Army Staff Sgt. Dexter L. Thompson spent his last tour in Iraq re-enlisting other soldiers, asking the young men and women to spend more years in the service even as they were navigating a war zone.

As Thompson was asking for sacrifice, he, too, was struggling with the same choice. At 33, the South Carolina native and 15-year Army veteran began long-distance discussions with his wife about signing up "indef," which for a senior enlisted soldier means until retirement.

"It was a long decision," Thompson said. "It's steady income, but I know the possibility of going back over there will be great, and that was definitely a factor. But I need to provide for my family. And my father was in the military, my grandfather was in the military, and it's a family tradition. Number one, though, is to serve my country."

But the Iraq rotation is becoming "a bit repetitive," he said. Thompson spent a year in Iraq, then came home for a year, then went back for 15 months, returning in October.

"If the order is to go, I go," he said. "But if it were up to me, I'd say bring the troops home. You can only deploy so many times.
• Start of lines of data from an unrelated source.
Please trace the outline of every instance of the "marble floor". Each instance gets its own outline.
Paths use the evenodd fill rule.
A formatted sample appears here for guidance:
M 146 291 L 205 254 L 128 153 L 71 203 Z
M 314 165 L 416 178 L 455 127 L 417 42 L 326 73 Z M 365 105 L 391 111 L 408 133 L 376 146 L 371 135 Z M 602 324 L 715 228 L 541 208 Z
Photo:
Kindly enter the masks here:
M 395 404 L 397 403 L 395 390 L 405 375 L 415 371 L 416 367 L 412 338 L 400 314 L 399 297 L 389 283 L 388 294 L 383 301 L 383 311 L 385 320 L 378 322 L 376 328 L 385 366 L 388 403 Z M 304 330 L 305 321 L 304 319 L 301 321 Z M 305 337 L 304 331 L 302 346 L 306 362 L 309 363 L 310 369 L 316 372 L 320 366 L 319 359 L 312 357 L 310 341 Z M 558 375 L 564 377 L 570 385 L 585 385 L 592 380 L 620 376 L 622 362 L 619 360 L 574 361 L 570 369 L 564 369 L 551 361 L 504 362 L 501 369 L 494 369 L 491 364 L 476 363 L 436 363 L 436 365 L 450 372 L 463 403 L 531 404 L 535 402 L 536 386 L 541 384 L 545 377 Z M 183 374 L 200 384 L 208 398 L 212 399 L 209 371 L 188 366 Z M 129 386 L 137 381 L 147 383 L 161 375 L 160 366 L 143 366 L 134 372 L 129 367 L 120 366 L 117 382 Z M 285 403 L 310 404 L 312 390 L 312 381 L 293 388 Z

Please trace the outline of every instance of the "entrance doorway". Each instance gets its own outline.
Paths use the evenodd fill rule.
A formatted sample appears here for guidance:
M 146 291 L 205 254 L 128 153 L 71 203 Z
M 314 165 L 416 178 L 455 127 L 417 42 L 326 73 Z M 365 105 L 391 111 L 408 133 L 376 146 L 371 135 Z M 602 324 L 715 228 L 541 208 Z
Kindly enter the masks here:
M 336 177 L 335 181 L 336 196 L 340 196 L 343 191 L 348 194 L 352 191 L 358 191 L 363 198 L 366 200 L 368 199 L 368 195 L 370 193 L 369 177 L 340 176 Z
You can only come and go without getting hurt so many times."

Thompson's first deployment, to Camp Taji in 2004, had him riding in convoys and fixing Humvees as a machinist, sometimes outfitting soft-sided Humvees with makeshift armor before the military started armoring all of its vehicles.
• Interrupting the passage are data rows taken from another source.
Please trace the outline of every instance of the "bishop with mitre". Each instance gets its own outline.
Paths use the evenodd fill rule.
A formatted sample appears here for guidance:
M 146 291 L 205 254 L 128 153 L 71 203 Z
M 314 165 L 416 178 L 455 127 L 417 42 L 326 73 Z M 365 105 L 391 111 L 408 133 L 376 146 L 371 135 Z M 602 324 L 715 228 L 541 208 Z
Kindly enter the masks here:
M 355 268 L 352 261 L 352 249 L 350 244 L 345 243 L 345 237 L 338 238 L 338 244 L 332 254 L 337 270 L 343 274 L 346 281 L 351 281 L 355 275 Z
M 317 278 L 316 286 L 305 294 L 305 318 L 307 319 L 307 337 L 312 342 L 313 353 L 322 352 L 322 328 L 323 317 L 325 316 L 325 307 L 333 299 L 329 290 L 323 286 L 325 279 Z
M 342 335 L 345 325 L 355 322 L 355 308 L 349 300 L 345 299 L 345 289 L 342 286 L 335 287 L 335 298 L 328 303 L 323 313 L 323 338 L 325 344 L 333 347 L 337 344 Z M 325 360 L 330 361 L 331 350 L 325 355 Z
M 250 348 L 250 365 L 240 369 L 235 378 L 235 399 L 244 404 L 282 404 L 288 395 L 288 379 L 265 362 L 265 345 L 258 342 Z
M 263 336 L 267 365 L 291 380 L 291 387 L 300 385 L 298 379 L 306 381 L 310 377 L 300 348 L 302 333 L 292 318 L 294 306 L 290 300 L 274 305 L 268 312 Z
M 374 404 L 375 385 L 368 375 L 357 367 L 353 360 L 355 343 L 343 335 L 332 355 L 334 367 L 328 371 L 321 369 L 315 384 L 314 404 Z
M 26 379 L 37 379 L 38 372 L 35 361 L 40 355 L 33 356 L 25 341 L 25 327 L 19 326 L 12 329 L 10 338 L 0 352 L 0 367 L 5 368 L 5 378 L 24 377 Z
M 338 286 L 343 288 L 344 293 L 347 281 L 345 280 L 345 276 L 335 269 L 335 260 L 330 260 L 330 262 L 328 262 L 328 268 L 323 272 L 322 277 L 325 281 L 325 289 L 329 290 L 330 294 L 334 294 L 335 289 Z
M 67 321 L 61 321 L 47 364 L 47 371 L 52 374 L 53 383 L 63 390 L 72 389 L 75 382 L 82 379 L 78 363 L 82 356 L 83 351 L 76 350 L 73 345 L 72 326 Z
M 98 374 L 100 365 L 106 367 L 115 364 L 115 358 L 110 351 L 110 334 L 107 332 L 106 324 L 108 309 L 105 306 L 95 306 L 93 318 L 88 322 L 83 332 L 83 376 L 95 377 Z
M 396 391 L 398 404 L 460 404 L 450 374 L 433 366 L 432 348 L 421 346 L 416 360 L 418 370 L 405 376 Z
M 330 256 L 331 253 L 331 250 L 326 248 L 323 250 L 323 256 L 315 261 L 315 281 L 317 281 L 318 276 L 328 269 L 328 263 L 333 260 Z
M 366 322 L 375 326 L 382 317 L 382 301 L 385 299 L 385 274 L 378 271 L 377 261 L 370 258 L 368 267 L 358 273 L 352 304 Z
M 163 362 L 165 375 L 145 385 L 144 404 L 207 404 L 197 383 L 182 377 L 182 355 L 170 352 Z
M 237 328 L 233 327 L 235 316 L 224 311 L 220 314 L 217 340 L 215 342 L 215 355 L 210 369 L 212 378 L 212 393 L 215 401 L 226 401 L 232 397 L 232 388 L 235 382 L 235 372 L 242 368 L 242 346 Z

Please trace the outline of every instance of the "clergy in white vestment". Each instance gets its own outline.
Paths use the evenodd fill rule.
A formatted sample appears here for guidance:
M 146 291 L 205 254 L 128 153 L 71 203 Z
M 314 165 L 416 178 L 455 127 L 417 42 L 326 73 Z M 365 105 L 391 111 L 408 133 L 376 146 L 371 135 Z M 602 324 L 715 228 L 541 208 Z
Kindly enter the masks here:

"When I first went over there, I was scared, because everyone is scared of the unknown," Thompson said. Attacks came fairly regularly. But he was inspired by the Iraqis he met. His second tour in Iraq, at the same camp, gave him the impression that things were getting better.

"We can see it every day in the eyes of the Iraqis," he said. "It's a better place for them to live now. It's a better country. You can see the difference. At the end of the day, I can sit down and look at the accomplishment and say it was worth the while."